Hasan KAHVECİOĞLU
Lefkoşa Türk Lisesi’nin birinci sınıfına yeni başlamıştım…
Bir akşam, birkaç mücahit, şimdiki 20 Temmuz Lisesi binası içinde yer alan öğrenci yurduna geldi.
-Ayıp değil mi size, düşman saldırıyor, siz burada yan gelip yatıyorsunuz… Haydi göreve, dediler…
Bizi toplayıp, “Sancaktarlık” olarak kullanılan, surlar içindeki binaya götürdüler…
Şimdiki Selen Oto Park’ın batısındaki Mahmut Paşa sokağında, sarı taştan bir binaydı…
Arka bahçesinde beklemeye başladık…
Üst katın küçük penceresinden başını uzatan bir “Komutan” adımızı okuyor ve “gideceğimiz yer”i anons ediyordu…
Ben; “66. Bölük”e gönderilmiştim…
Bu bölük; şimdi “Başbakan Yardımcılığı” olarak kullanılan “Bayraktar Kışlası” içindeydi…
Bölük Komutanı’nın huzuruna çıkarıldık…Uzun boylu, ciddi görünümlü biriydi…
Bir bana, bir de birlikte gönderildiğim arkadaşıma baktı… Gülsün mü, yoksa kızsın mı bilemedi… Garip ama sevecen bir ikilem içinde;
-Ne bunlar… Okul mu açacağız burada, diyebildi…
Cılız vücutlarımız, kısacık boyumuz belli ki “askerliğe” elverişli değildi…

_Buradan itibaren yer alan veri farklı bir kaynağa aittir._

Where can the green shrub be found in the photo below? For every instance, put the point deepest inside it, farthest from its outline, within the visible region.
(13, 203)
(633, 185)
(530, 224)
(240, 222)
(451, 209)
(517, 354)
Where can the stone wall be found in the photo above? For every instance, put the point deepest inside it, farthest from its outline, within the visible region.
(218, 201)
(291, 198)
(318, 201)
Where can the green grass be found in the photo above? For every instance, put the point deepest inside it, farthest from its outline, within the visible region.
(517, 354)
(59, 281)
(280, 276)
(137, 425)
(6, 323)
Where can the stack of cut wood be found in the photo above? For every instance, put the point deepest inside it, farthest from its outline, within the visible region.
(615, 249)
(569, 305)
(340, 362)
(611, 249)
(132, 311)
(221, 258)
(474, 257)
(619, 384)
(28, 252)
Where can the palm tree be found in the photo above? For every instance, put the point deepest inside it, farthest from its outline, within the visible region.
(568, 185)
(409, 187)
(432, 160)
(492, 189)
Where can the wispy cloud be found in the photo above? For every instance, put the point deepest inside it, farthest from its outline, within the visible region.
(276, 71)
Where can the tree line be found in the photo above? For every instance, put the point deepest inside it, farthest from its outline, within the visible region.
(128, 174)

Elimize verdikleri “piyade tüfeği”ni omuzumuza astığımızda, dipçiği neredeyse yere değiyordu…
Üst katta; zemini tahta döşemeli kocaman bir sınıftı yatakhanemiz…
İlk akşam; zifiri karanlıkta, o kocaman salona girip, yaşamımda ilk kez “ranza” denilen yatakla tanıştığımda, benliğimde; soğuktan mı, yoksa korkudan mı bilemediğim bir “titreme” geçiriyordum…
Ranzanın “üst katı”nda yatacaktım… Oraya nasıl çıktığımı, battaniyeyi nasıl aralayıp içine uzandığımı hiç unutmadım. Çünkü “gacur gucur” eden demir ranzaya tırmanırken, çıkardığım gürültü yatakhanede uyuyanları rahatsız etmiş ve salonun arkalarından anama ilk okkalı küfürü yemiştim…
Oysa köydeki annem beni “yurtta kalan öğrenci” sanıyordu…
Sözünü ettiğim kışlanın güney kısmında “Mutallip Fırını” vardı… Onun hemen arkası da Rum tarafıydı…
“Mücahit”liğimin ilk akşamı, burada nöbet tutacaktım… Elime bir “Tomson” verdiler… Gece karanlığında araba lastiklerinin atılı olduğu bir çöplüğün içinden geçerek “mevzi”ye vardık.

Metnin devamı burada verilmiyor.